Thanks Mark and Ian for your suggestion, I want ask again,
- Is queue runners like Incomingqueue runner so I have to make more Incomingqueue runner?
- How can I made more queue runners?
- Can I make more queue pipe so incoming email is deliver to pipe depend on their size and domain destination? 4 If I bombard my mailing list server using email stress test can I make a lot of waiting process in queue?
Thanks
---------- Forwarded message ---------- From: Ian Eiloart <iane@sussex.ac.uk> Date: 2008/6/4 Subject: Re: [Mailman-Developers] How To change queue process method To: Mark Sapiro <mark@msapiro.net>, Maickel Pandie <maickel.pandie@gmail.com>, mailman-developers@python.org
--On 3 June 2008 11:51:31 -0700 Mark Sapiro <mark@msapiro.net> wrote:
Maickel Pandie wrote:
I had research about how fast MTA (postfix) can deliver a lot of email from mailman. The one that I want to change is queue process method from FIFO to size based(sum of domain in the list x size of email), I have a list that contain the sum of domain each mailing list. I want Mailman prefer sending email that have less domain destination and small size of email.

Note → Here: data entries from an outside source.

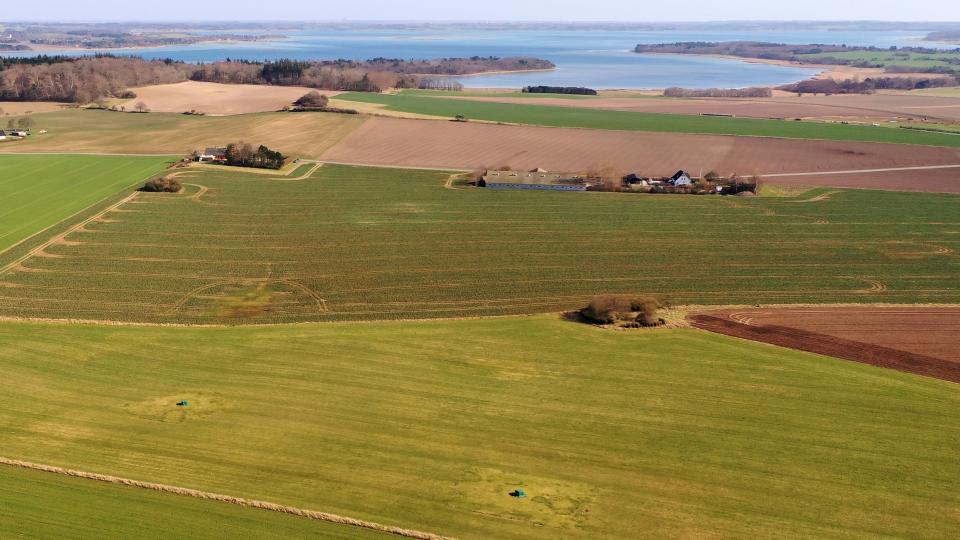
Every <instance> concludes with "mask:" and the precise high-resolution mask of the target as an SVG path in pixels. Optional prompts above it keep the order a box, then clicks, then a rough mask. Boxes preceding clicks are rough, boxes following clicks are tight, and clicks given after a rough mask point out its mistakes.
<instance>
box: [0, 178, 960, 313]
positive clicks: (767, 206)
mask: <svg viewBox="0 0 960 540" xmlns="http://www.w3.org/2000/svg"><path fill="white" fill-rule="evenodd" d="M196 174H197V176H193V177H184V178H183V179H182V180H183V182H185V183H187V184H188V185H187V186H186V187H187V191H186V192H185V193H184V194H180V195H171V194H139V195H138V196H137V198H136V199H134V200H133V201H130V202H127V203H125V204H124V205H122V206H120V207H119V208H117V210H116V211H114V212H110V213H108V214H106V215H105V216H103V217H102V219H99V220H96V221H95V222H93V223H89V224H87V225H86V226H85V227H84V228H83V230H80V231H76V232H73V233H71V234H68V235H67V236H66V239H65V240H66V241H65V242H59V243H57V244H55V245H50V246H47V247H46V248H45V249H44V250H43V251H42V252H40V253H36V254H35V256H33V257H31V258H29V259H27V260H25V261H24V262H22V264H21V266H20V267H19V268H13V269H11V270H10V271H9V272H7V273H6V274H4V275H2V276H0V314H3V315H16V316H26V317H54V318H83V319H94V320H103V319H107V320H124V321H147V322H150V321H153V322H189V323H227V324H242V323H251V322H296V321H316V320H320V321H324V320H350V319H390V318H437V317H458V316H476V315H503V314H519V313H542V312H556V311H561V310H565V309H572V308H578V307H581V306H582V305H584V304H585V303H586V302H587V301H588V299H589V297H590V296H592V295H594V294H599V293H649V294H659V295H663V296H664V297H665V298H667V299H668V300H671V301H673V302H676V303H683V304H690V303H704V304H729V303H733V304H755V303H763V304H770V303H797V302H812V303H819V302H866V303H869V302H906V303H937V302H940V303H951V302H960V287H958V282H957V280H956V268H957V262H958V255H957V251H958V250H960V235H958V234H957V232H958V230H960V196H956V195H941V194H919V193H897V192H874V191H842V192H841V191H837V192H827V191H815V192H811V193H809V194H804V195H800V196H797V197H779V198H775V197H771V198H767V197H759V198H754V199H744V198H732V197H731V198H722V197H709V196H704V197H697V196H685V195H679V196H666V195H637V194H605V193H557V192H553V193H551V192H516V191H513V192H504V191H493V190H484V189H477V188H468V189H459V190H453V189H445V188H444V187H443V185H444V181H445V179H446V178H447V175H446V174H444V173H438V172H431V171H411V170H390V169H371V168H360V167H346V166H325V167H323V168H321V169H320V170H319V171H318V172H317V173H315V174H314V176H312V177H310V178H308V179H305V180H301V181H285V180H280V179H275V178H270V177H264V176H262V175H254V174H245V173H243V172H242V171H241V172H226V171H223V172H221V171H212V172H206V173H200V172H198V173H196ZM201 189H206V190H207V191H204V192H203V193H202V194H201V192H200V190H201ZM818 194H820V195H823V197H820V198H815V197H814V196H815V195H818ZM810 199H813V200H812V201H811V200H810ZM804 201H809V202H804ZM28 247H29V246H26V245H25V246H24V247H23V249H27V248H28ZM11 255H17V254H16V253H13V254H11ZM7 261H9V257H7V258H0V267H2V265H3V263H4V262H7Z"/></svg>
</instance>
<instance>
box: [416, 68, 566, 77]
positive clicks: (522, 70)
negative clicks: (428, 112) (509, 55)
mask: <svg viewBox="0 0 960 540" xmlns="http://www.w3.org/2000/svg"><path fill="white" fill-rule="evenodd" d="M556 70H557V68H556V67H552V68H539V69H495V70H490V71H478V72H476V73H466V74H462V75H453V74H450V75H448V74H442V75H440V74H436V73H414V75H416V76H418V77H447V78H449V77H477V76H480V75H509V74H511V73H543V72H550V71H556Z"/></svg>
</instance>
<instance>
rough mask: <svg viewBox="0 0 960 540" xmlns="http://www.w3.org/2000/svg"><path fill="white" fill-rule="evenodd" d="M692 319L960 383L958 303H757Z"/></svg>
mask: <svg viewBox="0 0 960 540" xmlns="http://www.w3.org/2000/svg"><path fill="white" fill-rule="evenodd" d="M690 320H691V322H692V323H693V325H694V326H696V327H698V328H702V329H705V330H710V331H712V332H717V333H720V334H725V335H729V336H734V337H740V338H745V339H749V340H752V341H761V342H764V343H771V344H774V345H780V346H783V347H789V348H792V349H799V350H803V351H808V352H814V353H818V354H824V355H827V356H834V357H837V358H844V359H847V360H853V361H856V362H862V363H865V364H871V365H875V366H880V367H885V368H890V369H896V370H899V371H904V372H907V373H915V374H918V375H925V376H928V377H935V378H938V379H944V380H947V381H952V382H956V383H960V333H957V331H956V329H957V328H958V327H960V308H923V307H905V306H903V307H880V306H878V307H868V306H862V307H803V308H799V307H797V308H771V309H762V308H757V309H742V310H721V311H704V312H700V313H696V314H693V315H691V317H690Z"/></svg>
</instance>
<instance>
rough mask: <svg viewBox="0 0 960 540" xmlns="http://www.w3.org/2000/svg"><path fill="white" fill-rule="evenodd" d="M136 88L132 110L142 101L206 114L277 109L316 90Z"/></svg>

Can you tell me what file I have to edit so mailman can decide what email is thrown to postfix first?
You would need to modify the Switchboard.files() method in module Mailman/Queue/Switchboard.py.
Think hard before you move away from FIFO queue processing. If your out queue is not backlogged, it will essentially be processed FIFO in any case because each time you look there will only be one or two entries to process. If it is backlogged and you process in any but FIFO order, you run the risk of leaving non-preferred entries unprocessed for very long times.
Also, your specific strategy would penalize larger (perhaps more popular) lists by delaying posts to those lists in favor of those to smaller (perhaps obscure) lists. Is this really what you want to do?
A better solution might be to configure Mailman to use more queue runners. We saw a massive performance increase when we did that, because a single large delivery would not hold up other quicker deliveries.